Parallelization Strategies for Commodity Hardware

To evaluate the performance of our parallelization strategies, we used the same test system as in the previous section. This system has two CPUs and supports Hyper-Threading.

Our system is able to force threads on specific physical and logical CPUs. By following this mechanism we tested different configurations to obtain figures for the speedup achieved by the presented techniques. All test runs consistently showed the same speedup factors. Testing Simultaneous Multithreading on only one CPU showed an average speedup of 30%. While changing the viewing direction, the speedup varies from 25% to 35%, due to different transfer patterns between the level 1 and the level 2 cache. Whether Hyper-Threading is enabled or disabled adding a second CPU approximately reduces the computational time by 50%, i.e., Symmetric Multiprocessing and Simultaneous Multithreading are independent. This shows that our Simultaneous Multithreading scheme scales well on multi-processor machines. The Hyper-Threading benefit of approximately 30% is maintained if the second hyper-threaded CPU is enabled.

For different block sizes, the speedup for Simultanous Multithreading varies.

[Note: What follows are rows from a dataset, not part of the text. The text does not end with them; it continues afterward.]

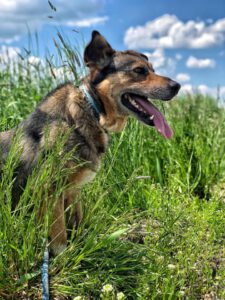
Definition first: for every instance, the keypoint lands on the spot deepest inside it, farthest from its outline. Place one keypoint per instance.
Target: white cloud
(204, 89)
(161, 63)
(88, 22)
(8, 54)
(183, 77)
(18, 15)
(193, 62)
(168, 31)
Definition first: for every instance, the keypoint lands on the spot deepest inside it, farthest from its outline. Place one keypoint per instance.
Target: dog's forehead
(129, 57)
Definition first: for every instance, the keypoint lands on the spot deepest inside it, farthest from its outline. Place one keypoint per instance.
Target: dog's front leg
(57, 233)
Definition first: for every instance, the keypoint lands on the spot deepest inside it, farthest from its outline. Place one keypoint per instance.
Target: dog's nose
(175, 86)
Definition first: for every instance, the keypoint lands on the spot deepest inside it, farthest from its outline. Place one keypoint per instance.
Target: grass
(154, 215)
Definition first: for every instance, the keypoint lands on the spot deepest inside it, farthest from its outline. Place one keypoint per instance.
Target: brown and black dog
(119, 85)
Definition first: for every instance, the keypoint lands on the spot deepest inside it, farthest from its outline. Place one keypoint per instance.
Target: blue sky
(183, 39)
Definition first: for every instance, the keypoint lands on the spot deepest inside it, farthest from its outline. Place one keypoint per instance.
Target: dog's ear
(98, 52)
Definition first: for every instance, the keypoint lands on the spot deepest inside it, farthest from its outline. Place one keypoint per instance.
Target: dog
(119, 85)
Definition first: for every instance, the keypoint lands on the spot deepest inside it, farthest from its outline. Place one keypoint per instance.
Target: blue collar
(95, 105)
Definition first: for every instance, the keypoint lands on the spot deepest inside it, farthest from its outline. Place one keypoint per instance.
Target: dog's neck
(92, 98)
(103, 107)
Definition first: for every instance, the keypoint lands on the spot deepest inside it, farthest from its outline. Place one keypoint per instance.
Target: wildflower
(120, 296)
(108, 288)
(171, 267)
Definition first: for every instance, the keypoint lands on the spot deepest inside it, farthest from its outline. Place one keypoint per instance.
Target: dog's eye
(140, 70)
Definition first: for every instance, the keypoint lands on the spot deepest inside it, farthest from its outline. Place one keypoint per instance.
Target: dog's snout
(175, 86)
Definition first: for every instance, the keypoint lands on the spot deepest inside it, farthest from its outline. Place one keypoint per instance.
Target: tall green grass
(154, 215)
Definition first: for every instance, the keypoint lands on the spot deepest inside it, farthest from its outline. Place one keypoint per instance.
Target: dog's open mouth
(147, 113)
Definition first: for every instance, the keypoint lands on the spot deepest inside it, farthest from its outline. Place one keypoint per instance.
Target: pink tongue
(159, 120)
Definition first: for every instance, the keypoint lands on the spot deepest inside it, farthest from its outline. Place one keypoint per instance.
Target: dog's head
(124, 82)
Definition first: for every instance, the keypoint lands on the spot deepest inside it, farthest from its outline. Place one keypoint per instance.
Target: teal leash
(95, 105)
(44, 276)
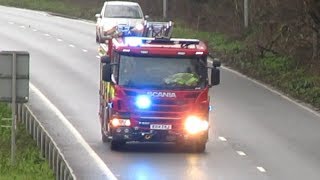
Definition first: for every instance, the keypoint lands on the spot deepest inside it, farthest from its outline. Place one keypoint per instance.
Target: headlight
(120, 122)
(194, 125)
(143, 102)
(139, 27)
(109, 29)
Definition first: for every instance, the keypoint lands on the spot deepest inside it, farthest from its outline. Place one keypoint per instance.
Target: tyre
(116, 145)
(104, 137)
(199, 147)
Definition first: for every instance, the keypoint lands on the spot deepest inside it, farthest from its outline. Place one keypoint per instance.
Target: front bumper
(128, 134)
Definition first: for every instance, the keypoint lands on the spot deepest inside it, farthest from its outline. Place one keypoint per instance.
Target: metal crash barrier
(45, 142)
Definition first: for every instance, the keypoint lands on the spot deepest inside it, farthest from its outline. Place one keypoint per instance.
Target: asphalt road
(256, 134)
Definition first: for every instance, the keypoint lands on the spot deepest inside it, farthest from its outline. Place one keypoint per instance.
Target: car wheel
(199, 147)
(116, 145)
(104, 137)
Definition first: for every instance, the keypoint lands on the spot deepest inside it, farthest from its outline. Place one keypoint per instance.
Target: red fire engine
(154, 88)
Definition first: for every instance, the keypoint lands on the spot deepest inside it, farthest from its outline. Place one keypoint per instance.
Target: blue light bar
(133, 41)
(143, 102)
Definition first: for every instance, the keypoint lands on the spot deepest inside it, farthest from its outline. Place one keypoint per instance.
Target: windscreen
(121, 11)
(162, 72)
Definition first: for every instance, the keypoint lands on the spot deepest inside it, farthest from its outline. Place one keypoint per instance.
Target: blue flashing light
(133, 41)
(143, 102)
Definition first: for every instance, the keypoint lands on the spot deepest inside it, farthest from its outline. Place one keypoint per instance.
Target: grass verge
(29, 164)
(279, 71)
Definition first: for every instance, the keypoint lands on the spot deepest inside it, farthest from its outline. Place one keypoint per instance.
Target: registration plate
(160, 126)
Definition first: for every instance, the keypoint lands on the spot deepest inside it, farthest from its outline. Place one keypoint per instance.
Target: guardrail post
(46, 148)
(58, 168)
(54, 159)
(50, 154)
(30, 123)
(41, 144)
(35, 125)
(61, 169)
(38, 139)
(65, 174)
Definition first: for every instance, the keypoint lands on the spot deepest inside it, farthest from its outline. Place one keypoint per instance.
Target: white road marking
(261, 169)
(221, 138)
(241, 153)
(103, 167)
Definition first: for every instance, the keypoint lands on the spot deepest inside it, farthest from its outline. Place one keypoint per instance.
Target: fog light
(120, 122)
(194, 125)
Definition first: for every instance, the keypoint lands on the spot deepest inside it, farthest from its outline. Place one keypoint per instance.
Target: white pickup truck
(115, 13)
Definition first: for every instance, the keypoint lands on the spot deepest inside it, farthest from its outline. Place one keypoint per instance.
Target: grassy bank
(279, 71)
(282, 72)
(29, 165)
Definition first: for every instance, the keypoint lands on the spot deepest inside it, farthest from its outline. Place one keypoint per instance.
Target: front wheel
(116, 145)
(199, 147)
(104, 137)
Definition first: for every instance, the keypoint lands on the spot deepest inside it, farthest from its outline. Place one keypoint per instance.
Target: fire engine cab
(154, 88)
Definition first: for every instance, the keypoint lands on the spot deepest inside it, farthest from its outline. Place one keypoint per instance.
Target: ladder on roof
(158, 29)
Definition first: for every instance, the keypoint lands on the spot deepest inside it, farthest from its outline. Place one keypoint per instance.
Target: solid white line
(241, 153)
(274, 91)
(73, 130)
(221, 138)
(261, 169)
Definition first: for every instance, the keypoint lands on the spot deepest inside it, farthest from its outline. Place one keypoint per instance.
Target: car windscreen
(122, 11)
(162, 72)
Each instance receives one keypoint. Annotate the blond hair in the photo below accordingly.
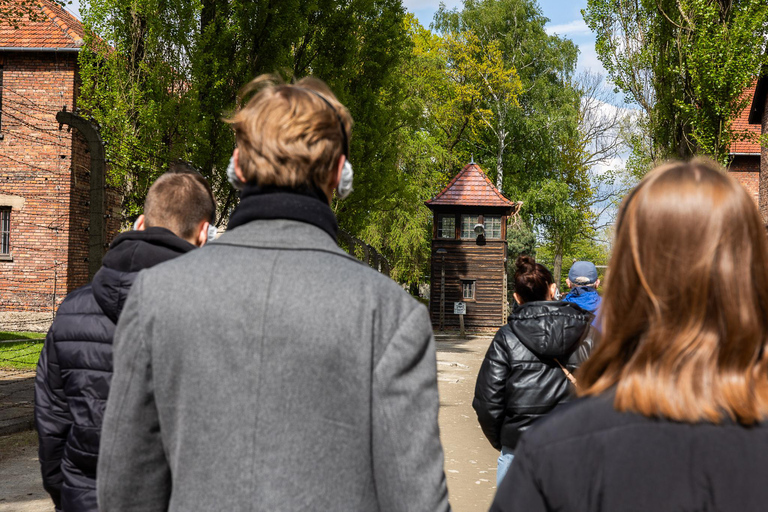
(287, 135)
(685, 312)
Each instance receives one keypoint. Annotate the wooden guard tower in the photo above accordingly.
(469, 245)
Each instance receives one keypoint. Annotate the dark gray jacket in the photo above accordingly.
(271, 371)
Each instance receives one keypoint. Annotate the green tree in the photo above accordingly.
(159, 77)
(686, 63)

The speedup significantly decreases with larger block sizes. Once the level 2 cache size is exceeded, the two threads have to request data from main memory. Therefore, the CPU execution units are less utilized. Very small block sizes suffer from a different problem. The data fits almost into the level 1 cache. This means that one thread can utilize the execution units more efficiently, and the second thread is idle during this time. But the overall disadvantage is the inefficient usage of the level 2 cache. The optimal speedup $\frac{{100}}{{100 - 30}} \approx 1.42$ is achieved with a block size of 64 KB ( $32 \times 32 \times 32$). This is also the optimal block size for the bricked volume layout.